2011-11-18 12:02:27 PM
mongbiohazard: So now that a second team has confirmed those results independently it might not be time to start running through the streets of Geneva stripping off clothes and screaming about how physics as we know it has just changed.

Damn it! Now I look like an idiot!.
 
2011-11-18 12:07:14 PM
This has already been explained using Einstein's own theories. Accounting for the difference in the relative rate of time between a stationary object on earth and a GPS satellite orbiting the earth covers the 60 nanosecond difference almost perfectly.

http://dvice.com/archives/2011/10/speedy-neutrino.php (new window)
 
2011-11-18 12:07:43 PM
TheWizard: Out of curiosity, what is the mechanism by which neutrinos are detected?
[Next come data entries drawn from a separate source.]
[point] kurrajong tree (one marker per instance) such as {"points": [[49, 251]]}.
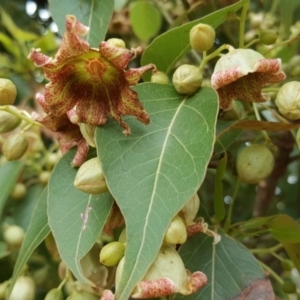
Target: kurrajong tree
{"points": [[150, 150]]}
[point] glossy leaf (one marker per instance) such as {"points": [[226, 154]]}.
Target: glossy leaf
{"points": [[9, 173], [18, 33], [145, 19], [24, 209], [95, 14], [76, 218], [293, 251], [232, 271], [219, 205], [153, 172], [170, 46], [37, 231]]}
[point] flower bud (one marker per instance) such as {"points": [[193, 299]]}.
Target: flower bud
{"points": [[90, 178], [88, 132], [268, 37], [111, 254], [3, 288], [202, 37], [15, 146], [254, 163], [159, 77], [24, 289], [19, 191], [54, 294], [187, 79], [13, 236], [116, 42], [8, 122], [288, 100], [44, 177], [176, 232], [8, 92]]}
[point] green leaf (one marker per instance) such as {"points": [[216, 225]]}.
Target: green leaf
{"points": [[9, 173], [232, 271], [224, 140], [293, 250], [19, 34], [76, 218], [153, 172], [145, 19], [219, 206], [24, 209], [95, 14], [37, 231], [169, 47]]}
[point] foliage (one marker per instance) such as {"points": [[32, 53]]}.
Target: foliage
{"points": [[242, 240]]}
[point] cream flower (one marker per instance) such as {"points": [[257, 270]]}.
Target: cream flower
{"points": [[241, 74]]}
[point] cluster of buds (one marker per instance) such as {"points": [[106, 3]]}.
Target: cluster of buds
{"points": [[167, 274]]}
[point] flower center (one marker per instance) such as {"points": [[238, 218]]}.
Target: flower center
{"points": [[96, 69]]}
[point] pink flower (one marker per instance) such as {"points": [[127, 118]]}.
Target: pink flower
{"points": [[87, 85], [241, 74]]}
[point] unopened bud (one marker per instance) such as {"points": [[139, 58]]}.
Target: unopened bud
{"points": [[24, 289], [117, 42], [14, 235], [288, 100], [187, 79], [88, 132], [90, 178], [268, 37], [159, 77], [202, 37], [15, 146], [111, 254], [8, 122], [8, 92], [254, 163], [176, 232], [54, 294]]}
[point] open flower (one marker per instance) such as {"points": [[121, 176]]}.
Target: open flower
{"points": [[241, 74], [167, 275], [90, 83]]}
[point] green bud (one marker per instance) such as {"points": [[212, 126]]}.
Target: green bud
{"points": [[24, 289], [8, 122], [176, 232], [289, 286], [44, 177], [15, 146], [54, 294], [160, 77], [8, 92], [88, 132], [19, 191], [287, 265], [202, 37], [268, 37], [254, 163], [116, 42], [111, 254], [187, 79], [90, 178]]}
What is being measured?

It depends on the specific detector, but the process I've heard the most of involves a giant pool of carbon tetrachloride. Out of the billions of neutrinos sleeting through the Earth at any given moment, one might induce a weak force interaction that turns one of the chlorine atoms to argon, sending out a flash of light.
 
2011-11-18 12:14:54 PM
mrmyxolodian: Does this mean Einstein was wrong?
I never did trust those bagels...


No, he wasn't

"Insanity: doing the same thing over and over again and expecting different results." Albert Einstein .
 
2011-11-18 12:19:59 PM
They're now at the stage where their measurements are very accurate, and they have to start checking their measuring stick.

However, just like when I buy a lottery ticket, I shall remain irrationally hopeful of a big win until proven otherwise - I just won't plan my life on it.
 
2011-11-18 12:25:15 PM
LewDux: "Insanity: doing the same thing over and over again and expecting different results." Albert Einstein .

That's why when the lid stuck on a jar won't open on the first twist, I simply put it down and walk away forever.

/sane
 
2011-11-18 12:25:46 PM
Fizpez: Great, now my brother is going to show up again and ask me to explain this once more - never mind that some of the smartest people on the planet are "workin' on it" and aren't sure yet - but because he heard about it on RUSH, I'm suposed to have all the answers because I'm the science-guy in the family.

Dear God, they've know this whole time!

1.bp.blogspot.com
 
2011-11-18 12:31:02 PM
FOOLS!

They changed the outcome by measuring it.
 
2011-11-18 12:40:18 PM
didn't John Titor say something about CERN and neutrinos?